Durante a entrevista, a filha mais nova de um ano e nove meses diz que prefere assistir conteúdo no celular ao invés da televisão. 

“Tem a questão da TV, ela falou agora e eu lembrei que ela não gosta de assistir na televisão porque ela não escolhe o que ela vai ver, e no celular como está na mão dela, ela consegue ver tudo, ela consegue mudar, ela consegue escolher, ela fica mudando toda hora, e na tv não”, descreve Natasha sobre o comportamento da filha mais nova.

Ela conta que esse comportamento da filha já reflete o desenvolvimento de uma malícia para entender quais meios eletrônicos são mais interessantes para ter autonomia de escolha dos conteúdos. 

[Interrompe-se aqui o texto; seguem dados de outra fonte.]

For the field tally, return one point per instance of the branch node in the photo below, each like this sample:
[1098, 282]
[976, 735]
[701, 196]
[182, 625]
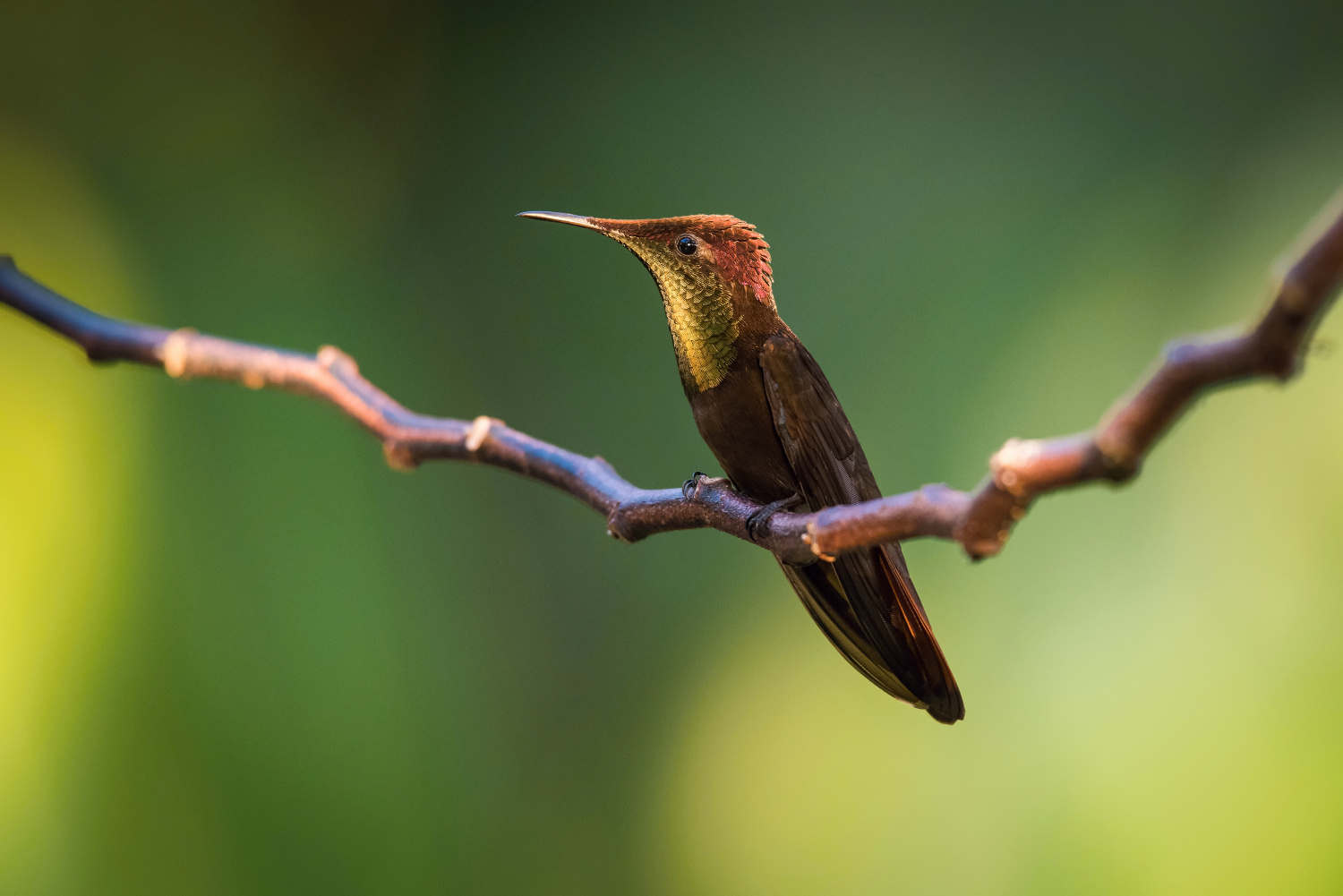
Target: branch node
[333, 359]
[176, 352]
[478, 432]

“A mais velha que já tem quatro aninhos e ela já consegue brincar no mundinho dela, ela já consegue ficar mais de boa sem depender tanto, mas agora a mais nova não tem jeito, ou coloca uma Galinha Pintadinha, um Joãozinho, alguma coisa pra eles assistir, ou é total atenção sabe, não que isso seja uma coisa ruim, mas a gente precisa trabalhar, a gente precisa fazer nossas coisas né, então eu acho que ia ser um pouco mais difícil , se não tivesse”, enfatiza Natasha, apontando que apensar do malefícios, os aparelhos eletrônicos e digitais cumprem um papel de aliviar a carga de trabalho das mãe solo.

Ela finaliza a entrevista afirmando que quando não está dedicada ao trabalho, todo o tempo livre é voltada para as suas filhas.

“Eu tento que desvincular isso, por exemplo, na hora de dormir acabou televisão e acabou celular, acabo tudo! Então a comecei a dar livros para elas, sem ser esse meio digital. Eu percebi que no começo elas gostavam mais, mesmo sem entender tanto, mas isso não prendia elas, o celular e a televisão infelizmente acaba sendo uma válvula de escape para mim”. 

Natasha finaliza lembrando que por muitas vezes tentou outros formatos de entretenimento para suas crianças para fugir do universo digital, porém esse ainda é o tipo de conteúdo que mais prende a atenção delas.